Distance learning remains a ‘possibility’ for Swedish schools: Education minister

Remote learning remains a possibility, but not an obligation, for schools in Sweden as students around the country begin term this week, the Education Minister said on Wednesday.

Distance learning remains a 'possibility' for Swedish schools: Education minister
Education Minister Anna Ekström (L) and general director of the Schools Inspectorate, Helén Ängmo. Photo: Pontus Lundahl/TT

Minister Anna Ekström made the comments during a press conference in which she outlined the rules ahead of back-to-school season but did not make any new announcements.

She urged schools to be “flexible”, outlining some of the measures which have been recommended by the National Board of Education since an early stage in the pandemic.

This include changing furniture arrangements to promote distancing, staggering lesson and break times to prevent students mixing in large groups, and increasing cleaning. Many parent-teacher meetings are likely to be cancelled, she said.
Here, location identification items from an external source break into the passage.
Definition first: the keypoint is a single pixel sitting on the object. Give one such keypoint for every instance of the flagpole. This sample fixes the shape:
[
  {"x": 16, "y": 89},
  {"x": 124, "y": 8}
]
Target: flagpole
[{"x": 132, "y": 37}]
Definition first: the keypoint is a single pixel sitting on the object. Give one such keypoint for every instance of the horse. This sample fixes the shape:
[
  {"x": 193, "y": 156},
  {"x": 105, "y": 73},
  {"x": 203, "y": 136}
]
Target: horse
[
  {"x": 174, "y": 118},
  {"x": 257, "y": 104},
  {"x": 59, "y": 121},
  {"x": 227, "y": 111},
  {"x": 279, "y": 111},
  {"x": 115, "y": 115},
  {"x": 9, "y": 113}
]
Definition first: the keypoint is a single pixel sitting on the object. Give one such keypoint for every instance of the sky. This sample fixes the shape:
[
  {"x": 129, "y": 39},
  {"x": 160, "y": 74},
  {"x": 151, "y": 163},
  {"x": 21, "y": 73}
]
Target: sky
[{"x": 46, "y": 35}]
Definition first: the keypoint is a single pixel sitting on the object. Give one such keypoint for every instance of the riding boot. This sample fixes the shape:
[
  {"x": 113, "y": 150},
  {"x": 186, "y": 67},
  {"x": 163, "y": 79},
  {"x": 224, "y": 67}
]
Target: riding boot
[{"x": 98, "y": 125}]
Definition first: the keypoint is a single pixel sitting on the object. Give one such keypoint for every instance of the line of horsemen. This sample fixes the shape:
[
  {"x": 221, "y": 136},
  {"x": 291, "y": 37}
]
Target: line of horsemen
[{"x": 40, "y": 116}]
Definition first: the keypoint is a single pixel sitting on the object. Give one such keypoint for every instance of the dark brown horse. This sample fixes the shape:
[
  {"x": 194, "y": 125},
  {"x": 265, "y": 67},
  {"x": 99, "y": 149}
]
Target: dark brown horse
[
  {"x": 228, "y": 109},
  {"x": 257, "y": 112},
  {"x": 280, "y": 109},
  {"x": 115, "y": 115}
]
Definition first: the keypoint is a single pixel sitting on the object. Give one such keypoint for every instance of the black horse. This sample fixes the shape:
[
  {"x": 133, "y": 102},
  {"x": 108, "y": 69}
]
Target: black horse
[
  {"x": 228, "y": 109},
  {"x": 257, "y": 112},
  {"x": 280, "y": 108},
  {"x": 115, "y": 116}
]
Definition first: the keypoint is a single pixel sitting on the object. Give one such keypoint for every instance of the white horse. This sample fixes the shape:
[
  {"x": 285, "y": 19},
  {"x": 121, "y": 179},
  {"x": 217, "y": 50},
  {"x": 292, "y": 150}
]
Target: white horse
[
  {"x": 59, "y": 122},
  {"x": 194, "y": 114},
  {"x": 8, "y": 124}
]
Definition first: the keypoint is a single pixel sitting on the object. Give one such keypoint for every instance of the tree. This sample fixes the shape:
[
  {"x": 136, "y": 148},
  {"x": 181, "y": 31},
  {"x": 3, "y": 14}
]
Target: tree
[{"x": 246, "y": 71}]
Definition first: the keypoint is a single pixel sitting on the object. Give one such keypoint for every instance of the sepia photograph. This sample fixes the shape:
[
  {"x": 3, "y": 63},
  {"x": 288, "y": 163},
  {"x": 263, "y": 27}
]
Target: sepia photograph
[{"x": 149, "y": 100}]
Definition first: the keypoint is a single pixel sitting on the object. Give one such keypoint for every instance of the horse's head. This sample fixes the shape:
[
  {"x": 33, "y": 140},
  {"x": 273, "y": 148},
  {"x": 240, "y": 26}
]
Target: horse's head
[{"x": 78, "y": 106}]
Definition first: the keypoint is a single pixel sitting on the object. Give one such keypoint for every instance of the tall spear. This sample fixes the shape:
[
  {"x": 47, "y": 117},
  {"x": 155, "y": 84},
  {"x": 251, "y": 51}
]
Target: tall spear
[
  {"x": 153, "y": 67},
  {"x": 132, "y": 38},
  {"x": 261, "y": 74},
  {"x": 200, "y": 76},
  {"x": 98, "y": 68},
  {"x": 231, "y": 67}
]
Schools for under-16s have remained open throughout the pandemic, and Ekström said this decision was based on research showing children were affected by the virus to a lesser extent. “The younger the child, the more mild the symptoms,” she said.

In Sweden, only one of the almost 6,000 people to have died after testing positive for the coronavirus was aged under 10, and none of the victims have been in the 10-19 age group.

Ekström added that no occupational group linked to schools had been over-represented in Sweden's coronavirus statistics.

In addition to taking this kind of measures, heads of schools have also been given additional decision-making powers.

These include the ability to switch to remote learning, or make other changes such as adapting the timetable (including moving lessons to weekends) if necessary due to the infection situation. 

“If the situation gets worse, teaching can be moved partially or entirely to distance learning. This could happen in the whole country, individual schools, or in municipalities or regions where schools may need to close as a measure to prevent spread of infection,” Ekström said.

“The government is prepared to take measures, but we don't want to close schools.”